Every channel has two ends: the output (writing) end, and the input (reading) end. I will assume that that is what you meant.
Now to answer your question.
Take the simplest case: you have only one sender goroutine writing to a channel, and you only have one worker goroutine reading from the other end, and the channel has zero buffering. The sender goroutine will block as it writes each item it until that item has been consumed. Typically this happens quickly the first time. Once the first item has passed to the worker, the worker will then be busy and the sender will have to wait before the second item can be passed over. So a ping-pong effect follows: either the writer or the reader will be busy but not both. The goroutines will be concurrent in the sense described by Rob Pike, but not always actually executing in parallel.
In the case where you have many worker goroutines reading from the channel (and its input end is shared by all of them), the sender can initially distribute one item to each worker, but then it has to wait whilst they work (similar to the ping-pong case described above). Finally, when all items have been sent by the sender, it has finished its work. However, the readers may not, yet, have finished their work. Sometimes we care that the sender finishes early, and sometimes we don't. Knowing when this happens is most easily done with a WaitGroup (see Not_a_Golfer's answer and my answer to a related question).
There is a slightly more complex alternative: you can use a return channel for signalling completion instead of a WaitGroup
. This isn't hard to do, but WaitGroup
is preferred in this case, being simpler.
If instead the channel were to contain a buffer, the point at which the sender had sent its last item would happen sooner. In the limit case when the channel has one buffer space per worker; this would allow the sender to complete very quickly and then, potentially, get on with something else. (Any more buffering than this would be wasteful).
This decoupling of the sender allows a fully asynchronous pattern of behaviour, beloved of people using other technology stacks (Node-JS and the JVM spring to mind). Unlike them, Go doesn't need you to do this, but you have the choice.
Back in the early '90s, as a side-effect of work on the Bulk Synchronous Parallelism (BSP) strategy, Leslie Valiant proved that sometimes very simple synchronisation strategies can be cheap. The crucial factor is that there is a need for enough parallel slackness (a.k.a. excess parallelism) to keep the processor cores busy. That means there must be plenty enough other work to be done so that it really doesn't matter if any particular goroutine is blocked for a period of time.

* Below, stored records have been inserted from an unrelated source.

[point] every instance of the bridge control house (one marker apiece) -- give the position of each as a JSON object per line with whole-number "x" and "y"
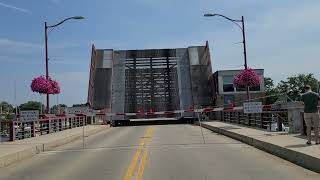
{"x": 225, "y": 93}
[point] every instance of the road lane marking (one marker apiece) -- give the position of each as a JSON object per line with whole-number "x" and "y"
{"x": 139, "y": 156}
{"x": 142, "y": 164}
{"x": 133, "y": 165}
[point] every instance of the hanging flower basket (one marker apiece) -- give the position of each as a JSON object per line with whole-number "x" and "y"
{"x": 45, "y": 86}
{"x": 247, "y": 78}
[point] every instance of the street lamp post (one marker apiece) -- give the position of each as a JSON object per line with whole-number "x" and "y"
{"x": 236, "y": 22}
{"x": 46, "y": 27}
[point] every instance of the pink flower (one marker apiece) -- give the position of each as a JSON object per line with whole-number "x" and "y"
{"x": 247, "y": 78}
{"x": 45, "y": 86}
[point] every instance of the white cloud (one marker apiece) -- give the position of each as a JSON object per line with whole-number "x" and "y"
{"x": 15, "y": 8}
{"x": 56, "y": 1}
{"x": 18, "y": 44}
{"x": 283, "y": 41}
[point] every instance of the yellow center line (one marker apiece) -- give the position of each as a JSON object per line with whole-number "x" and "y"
{"x": 142, "y": 164}
{"x": 141, "y": 150}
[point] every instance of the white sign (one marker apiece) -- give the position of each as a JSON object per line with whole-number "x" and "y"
{"x": 78, "y": 110}
{"x": 252, "y": 107}
{"x": 27, "y": 116}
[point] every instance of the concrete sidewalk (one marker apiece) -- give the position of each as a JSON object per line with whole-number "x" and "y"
{"x": 12, "y": 152}
{"x": 291, "y": 147}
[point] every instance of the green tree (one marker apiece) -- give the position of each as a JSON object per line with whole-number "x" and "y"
{"x": 271, "y": 91}
{"x": 6, "y": 107}
{"x": 32, "y": 105}
{"x": 293, "y": 86}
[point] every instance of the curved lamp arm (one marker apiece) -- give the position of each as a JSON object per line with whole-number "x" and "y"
{"x": 232, "y": 20}
{"x": 74, "y": 17}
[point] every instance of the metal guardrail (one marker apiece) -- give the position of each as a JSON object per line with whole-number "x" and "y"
{"x": 272, "y": 120}
{"x": 16, "y": 130}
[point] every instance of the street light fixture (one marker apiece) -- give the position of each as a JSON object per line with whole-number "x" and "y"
{"x": 236, "y": 22}
{"x": 46, "y": 27}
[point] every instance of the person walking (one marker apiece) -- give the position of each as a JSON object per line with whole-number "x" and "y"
{"x": 311, "y": 113}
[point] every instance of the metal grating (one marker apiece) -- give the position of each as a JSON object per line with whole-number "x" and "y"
{"x": 151, "y": 84}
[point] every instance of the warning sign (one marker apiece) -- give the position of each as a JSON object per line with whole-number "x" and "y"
{"x": 252, "y": 107}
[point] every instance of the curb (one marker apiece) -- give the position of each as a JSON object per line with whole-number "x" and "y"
{"x": 36, "y": 149}
{"x": 298, "y": 158}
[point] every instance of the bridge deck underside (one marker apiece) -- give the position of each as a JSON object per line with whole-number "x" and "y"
{"x": 151, "y": 84}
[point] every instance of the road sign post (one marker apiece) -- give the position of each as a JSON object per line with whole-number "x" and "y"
{"x": 252, "y": 107}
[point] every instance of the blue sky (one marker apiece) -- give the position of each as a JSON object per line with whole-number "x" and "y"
{"x": 282, "y": 37}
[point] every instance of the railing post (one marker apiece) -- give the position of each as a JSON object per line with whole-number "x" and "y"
{"x": 49, "y": 126}
{"x": 33, "y": 129}
{"x": 279, "y": 123}
{"x": 12, "y": 131}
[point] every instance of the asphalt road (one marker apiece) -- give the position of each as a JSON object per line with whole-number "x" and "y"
{"x": 161, "y": 152}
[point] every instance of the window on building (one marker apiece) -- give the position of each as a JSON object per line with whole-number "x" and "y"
{"x": 228, "y": 84}
{"x": 257, "y": 88}
{"x": 240, "y": 89}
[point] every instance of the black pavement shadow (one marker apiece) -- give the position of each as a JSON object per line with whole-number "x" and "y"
{"x": 297, "y": 146}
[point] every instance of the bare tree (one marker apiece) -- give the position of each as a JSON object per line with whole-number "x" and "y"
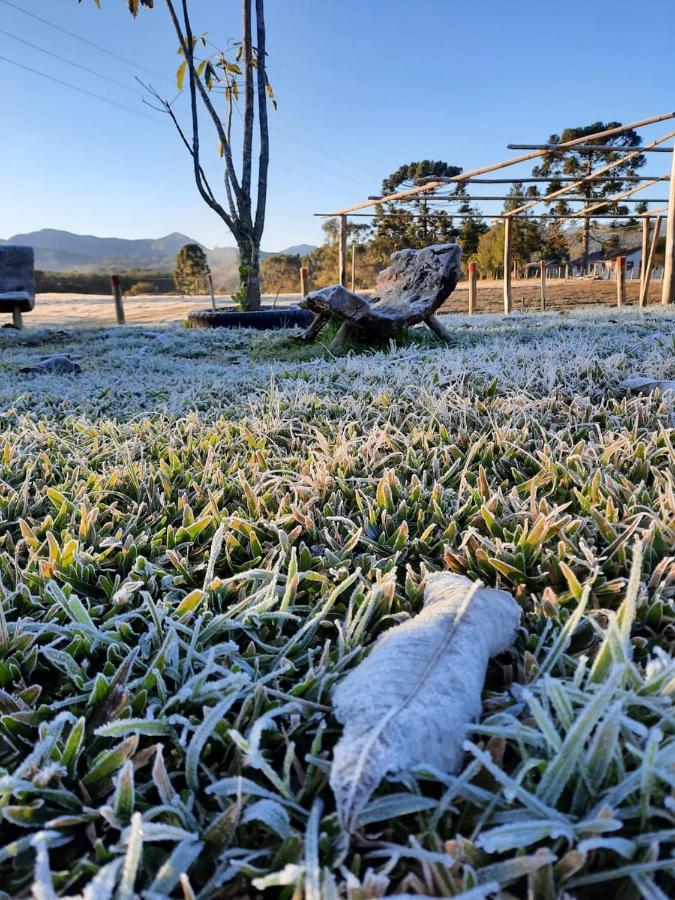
{"x": 208, "y": 77}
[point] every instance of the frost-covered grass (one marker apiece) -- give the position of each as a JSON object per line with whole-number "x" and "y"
{"x": 202, "y": 532}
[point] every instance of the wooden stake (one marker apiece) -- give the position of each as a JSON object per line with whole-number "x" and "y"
{"x": 342, "y": 252}
{"x": 213, "y": 296}
{"x": 668, "y": 287}
{"x": 620, "y": 280}
{"x": 119, "y": 300}
{"x": 304, "y": 280}
{"x": 472, "y": 288}
{"x": 508, "y": 262}
{"x": 644, "y": 288}
{"x": 542, "y": 266}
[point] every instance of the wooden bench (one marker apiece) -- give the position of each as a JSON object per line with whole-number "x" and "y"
{"x": 17, "y": 281}
{"x": 410, "y": 291}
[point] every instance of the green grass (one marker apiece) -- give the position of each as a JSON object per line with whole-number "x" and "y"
{"x": 198, "y": 539}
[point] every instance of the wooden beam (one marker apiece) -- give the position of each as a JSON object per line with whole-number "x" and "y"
{"x": 472, "y": 288}
{"x": 668, "y": 287}
{"x": 609, "y": 200}
{"x": 483, "y": 170}
{"x": 612, "y": 165}
{"x": 508, "y": 264}
{"x": 583, "y": 148}
{"x": 620, "y": 280}
{"x": 342, "y": 251}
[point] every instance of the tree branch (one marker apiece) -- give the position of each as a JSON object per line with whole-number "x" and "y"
{"x": 264, "y": 160}
{"x": 188, "y": 51}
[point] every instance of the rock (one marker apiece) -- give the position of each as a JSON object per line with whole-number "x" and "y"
{"x": 53, "y": 365}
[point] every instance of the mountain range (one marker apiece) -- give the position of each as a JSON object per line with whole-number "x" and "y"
{"x": 63, "y": 251}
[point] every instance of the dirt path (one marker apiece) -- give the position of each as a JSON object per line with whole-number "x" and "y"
{"x": 97, "y": 310}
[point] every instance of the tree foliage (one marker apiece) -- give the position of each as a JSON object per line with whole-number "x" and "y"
{"x": 582, "y": 163}
{"x": 191, "y": 268}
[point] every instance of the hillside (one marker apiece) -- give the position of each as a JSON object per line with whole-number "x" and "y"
{"x": 63, "y": 251}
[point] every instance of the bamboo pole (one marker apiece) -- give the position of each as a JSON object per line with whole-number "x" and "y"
{"x": 612, "y": 165}
{"x": 620, "y": 280}
{"x": 483, "y": 170}
{"x": 668, "y": 287}
{"x": 610, "y": 200}
{"x": 644, "y": 290}
{"x": 119, "y": 300}
{"x": 542, "y": 266}
{"x": 342, "y": 251}
{"x": 508, "y": 263}
{"x": 472, "y": 288}
{"x": 646, "y": 226}
{"x": 304, "y": 281}
{"x": 603, "y": 148}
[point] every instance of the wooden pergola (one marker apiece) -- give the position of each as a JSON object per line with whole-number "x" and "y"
{"x": 429, "y": 188}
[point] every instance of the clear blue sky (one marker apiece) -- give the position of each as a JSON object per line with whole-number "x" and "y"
{"x": 362, "y": 86}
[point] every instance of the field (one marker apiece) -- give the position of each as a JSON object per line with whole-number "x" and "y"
{"x": 204, "y": 531}
{"x": 97, "y": 309}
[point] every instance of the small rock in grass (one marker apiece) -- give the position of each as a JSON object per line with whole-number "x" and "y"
{"x": 54, "y": 365}
{"x": 642, "y": 385}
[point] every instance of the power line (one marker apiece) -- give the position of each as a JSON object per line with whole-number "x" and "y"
{"x": 82, "y": 40}
{"x": 69, "y": 62}
{"x": 76, "y": 87}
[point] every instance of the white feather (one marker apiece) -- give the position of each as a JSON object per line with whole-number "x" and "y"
{"x": 409, "y": 703}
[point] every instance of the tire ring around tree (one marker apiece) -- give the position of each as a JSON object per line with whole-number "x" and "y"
{"x": 261, "y": 320}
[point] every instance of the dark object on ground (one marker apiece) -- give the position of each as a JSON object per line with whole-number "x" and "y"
{"x": 54, "y": 365}
{"x": 410, "y": 291}
{"x": 262, "y": 320}
{"x": 17, "y": 281}
{"x": 639, "y": 384}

Curiously, this can mean that working with smaller numbers of goroutines might require more care than working with larger numbers.
Understanding the impact of excess parallelism is useful: it is often not necessary to put extra effort into making everything asynchronous if the network as a whole has excess parallelism, because the CPU cores would be busy either way.
Therefore, although it is useful to know how to wait until your sender has completed, a larger application may not need you to be concerned in the same way.
As a final footnote, WaitGroup
is a barrier in the sense used in BSP. By combining barriers and channels, you are making use of both BSP and CSP.